To James Madison from William Jones, 25 September 1813

From William Jones

Treasury Department Septr. 25. 1813. 2 PM

Dear Sir

Unless some additional proposals come in by the northern mail this day which I do not expect, the Loan will be closed at 88¼ money for 100 Stock payable agreeably to the instalments in the advertisement.1 I could have closed it at 88½ allowing them to pay the whole down at the Second Instalment but some inconvenience would have arisen in varying the terms from those published and moreover the difference is in favor of the Government. The sum offered and which we could have taken at 88. was 12.651,000. About 2.000,000 was at 88 and those who take the Loan get about one third less than they offered which will have a good effect. The result upon the whole is very satisfactory. On the present occasion it would probably have been hazarding too much to have invited distinct proposals engaging the full sum offered to the highest bidder and so on to the next highest bidder to such extent as the Govmt might choose to accept and without giving to the bidders the option of other terms than those offered by the bidders severally, but I have no doubt the effect produced by this Loan will prove that it will be the best plan in future and I am now satisfied that if it had been adopted on this occasion the Loan would have been taken at 90.

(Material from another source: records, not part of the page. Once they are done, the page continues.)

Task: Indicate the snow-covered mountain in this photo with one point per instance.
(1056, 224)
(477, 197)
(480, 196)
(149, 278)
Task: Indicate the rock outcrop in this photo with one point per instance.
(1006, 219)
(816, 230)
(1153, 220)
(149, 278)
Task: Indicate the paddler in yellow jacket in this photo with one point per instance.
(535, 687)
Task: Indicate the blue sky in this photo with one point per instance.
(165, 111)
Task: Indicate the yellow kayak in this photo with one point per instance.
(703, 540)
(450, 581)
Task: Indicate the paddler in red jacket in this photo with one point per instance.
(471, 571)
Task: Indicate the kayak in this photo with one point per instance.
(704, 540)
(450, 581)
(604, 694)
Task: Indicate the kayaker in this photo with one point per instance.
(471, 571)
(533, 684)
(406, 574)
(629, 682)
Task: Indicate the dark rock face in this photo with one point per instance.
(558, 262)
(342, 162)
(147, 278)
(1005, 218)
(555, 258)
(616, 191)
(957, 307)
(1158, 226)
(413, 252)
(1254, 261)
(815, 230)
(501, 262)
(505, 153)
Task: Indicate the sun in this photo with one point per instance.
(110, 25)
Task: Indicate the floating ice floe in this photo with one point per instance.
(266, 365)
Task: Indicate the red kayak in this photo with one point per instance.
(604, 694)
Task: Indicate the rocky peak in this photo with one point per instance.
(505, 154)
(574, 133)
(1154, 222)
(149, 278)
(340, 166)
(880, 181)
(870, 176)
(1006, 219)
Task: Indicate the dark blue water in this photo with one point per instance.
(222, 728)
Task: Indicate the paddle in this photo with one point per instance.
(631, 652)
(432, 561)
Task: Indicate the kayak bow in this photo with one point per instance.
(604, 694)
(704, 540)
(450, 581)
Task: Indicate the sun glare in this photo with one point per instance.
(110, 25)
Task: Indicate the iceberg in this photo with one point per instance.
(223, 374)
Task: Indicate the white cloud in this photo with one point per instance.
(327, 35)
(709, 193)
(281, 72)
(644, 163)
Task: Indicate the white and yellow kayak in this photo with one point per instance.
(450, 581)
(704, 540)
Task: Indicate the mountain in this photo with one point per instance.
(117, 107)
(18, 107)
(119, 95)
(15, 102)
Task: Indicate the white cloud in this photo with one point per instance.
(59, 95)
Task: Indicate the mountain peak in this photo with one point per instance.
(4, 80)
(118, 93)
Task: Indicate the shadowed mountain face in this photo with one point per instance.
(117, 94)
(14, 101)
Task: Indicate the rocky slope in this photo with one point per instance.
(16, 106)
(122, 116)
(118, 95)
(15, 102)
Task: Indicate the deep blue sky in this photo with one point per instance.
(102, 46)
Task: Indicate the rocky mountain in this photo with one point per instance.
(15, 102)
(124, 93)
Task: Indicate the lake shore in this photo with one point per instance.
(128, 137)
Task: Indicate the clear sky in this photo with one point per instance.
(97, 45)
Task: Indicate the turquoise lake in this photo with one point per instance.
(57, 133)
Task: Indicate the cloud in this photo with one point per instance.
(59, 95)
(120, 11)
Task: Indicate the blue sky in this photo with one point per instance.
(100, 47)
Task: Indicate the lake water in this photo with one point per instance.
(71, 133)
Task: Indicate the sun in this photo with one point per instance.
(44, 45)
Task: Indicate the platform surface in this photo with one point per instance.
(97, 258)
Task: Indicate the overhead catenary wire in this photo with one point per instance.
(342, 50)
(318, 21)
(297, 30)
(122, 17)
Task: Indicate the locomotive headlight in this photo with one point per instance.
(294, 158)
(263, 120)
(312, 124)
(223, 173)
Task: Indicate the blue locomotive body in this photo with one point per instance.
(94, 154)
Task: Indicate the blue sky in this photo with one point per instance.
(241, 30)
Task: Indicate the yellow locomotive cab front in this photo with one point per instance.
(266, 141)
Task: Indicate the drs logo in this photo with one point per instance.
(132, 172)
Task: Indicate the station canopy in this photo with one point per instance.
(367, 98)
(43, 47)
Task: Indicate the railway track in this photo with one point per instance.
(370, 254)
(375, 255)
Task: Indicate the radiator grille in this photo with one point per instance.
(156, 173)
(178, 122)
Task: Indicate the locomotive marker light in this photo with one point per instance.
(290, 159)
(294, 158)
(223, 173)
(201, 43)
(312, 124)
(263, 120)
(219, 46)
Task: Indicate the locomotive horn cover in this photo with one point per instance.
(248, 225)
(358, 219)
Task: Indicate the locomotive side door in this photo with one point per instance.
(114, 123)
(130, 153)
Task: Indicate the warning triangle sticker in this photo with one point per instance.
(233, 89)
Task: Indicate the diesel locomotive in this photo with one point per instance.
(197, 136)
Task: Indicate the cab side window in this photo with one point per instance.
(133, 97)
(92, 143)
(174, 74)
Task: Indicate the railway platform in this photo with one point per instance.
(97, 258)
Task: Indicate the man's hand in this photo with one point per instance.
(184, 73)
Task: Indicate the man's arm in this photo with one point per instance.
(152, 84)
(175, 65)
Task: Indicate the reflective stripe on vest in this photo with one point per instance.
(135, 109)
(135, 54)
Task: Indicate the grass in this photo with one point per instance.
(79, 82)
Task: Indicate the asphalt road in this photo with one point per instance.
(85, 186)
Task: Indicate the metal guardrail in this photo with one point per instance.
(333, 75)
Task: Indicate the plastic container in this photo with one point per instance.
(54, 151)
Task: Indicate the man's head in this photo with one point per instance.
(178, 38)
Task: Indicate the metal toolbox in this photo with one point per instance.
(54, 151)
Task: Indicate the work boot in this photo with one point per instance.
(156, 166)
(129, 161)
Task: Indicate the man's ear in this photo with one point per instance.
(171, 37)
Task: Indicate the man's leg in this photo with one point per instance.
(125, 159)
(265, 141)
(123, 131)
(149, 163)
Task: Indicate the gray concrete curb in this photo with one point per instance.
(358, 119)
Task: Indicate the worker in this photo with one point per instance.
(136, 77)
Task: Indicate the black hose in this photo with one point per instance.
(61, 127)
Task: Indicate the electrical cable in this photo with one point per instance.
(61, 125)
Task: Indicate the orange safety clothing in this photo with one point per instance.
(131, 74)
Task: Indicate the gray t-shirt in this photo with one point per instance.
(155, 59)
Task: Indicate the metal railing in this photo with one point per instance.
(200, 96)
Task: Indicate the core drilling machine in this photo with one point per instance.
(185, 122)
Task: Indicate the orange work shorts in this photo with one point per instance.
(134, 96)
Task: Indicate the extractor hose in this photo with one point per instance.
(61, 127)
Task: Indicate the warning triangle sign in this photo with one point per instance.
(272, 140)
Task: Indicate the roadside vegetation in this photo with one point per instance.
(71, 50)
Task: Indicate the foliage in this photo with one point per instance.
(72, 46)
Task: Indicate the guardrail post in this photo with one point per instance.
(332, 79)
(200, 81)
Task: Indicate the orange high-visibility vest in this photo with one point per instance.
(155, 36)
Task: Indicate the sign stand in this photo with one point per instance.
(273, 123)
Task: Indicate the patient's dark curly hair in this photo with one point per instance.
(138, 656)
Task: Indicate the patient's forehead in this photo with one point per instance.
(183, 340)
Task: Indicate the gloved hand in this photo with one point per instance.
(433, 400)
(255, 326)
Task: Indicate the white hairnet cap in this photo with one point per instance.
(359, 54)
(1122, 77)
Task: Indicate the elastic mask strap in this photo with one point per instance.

As it is, considering there is no dead interest to be paid the Loan is one perCent better to the Govermnt than the 16,000,000. Loan.2 I am very sincerely and with best wishes your obd Servt

W Jones

RC (DNA: RG 59, ML).

1Jones’s 30 Aug. 1813 notice soliciting proposals to fill the $7,500,000 loan recently authorized by Congress first appeared in the Daily National Intelligencer on 31 Aug. 1813. It specified that the proposals, which would be accepted through 25 Sept. 1813, should state the amount to be loaned and the rate at which the prospective lender was willing to exchange the money for stock, which would carry an interest rate of six percent. Lenders were to provide the funds in five monthly instalments beginning in October 1813.

2For the terms of the $16 million loan, see John Henry Sargent to JM, 4 July 1813, n. 1. By “dead interest,” Jones probably meant additional interest earned on instalments paid early. He avoided this expense to the government by informing lenders that interest would accrue only as of the date of the scheduled instalment (ASP description begins American State Papers: Documents, Legislative and Executive, of the Congress of the United States … (38 vols.; Washington, 1832–61). description ends , Finance, 2:651, 662).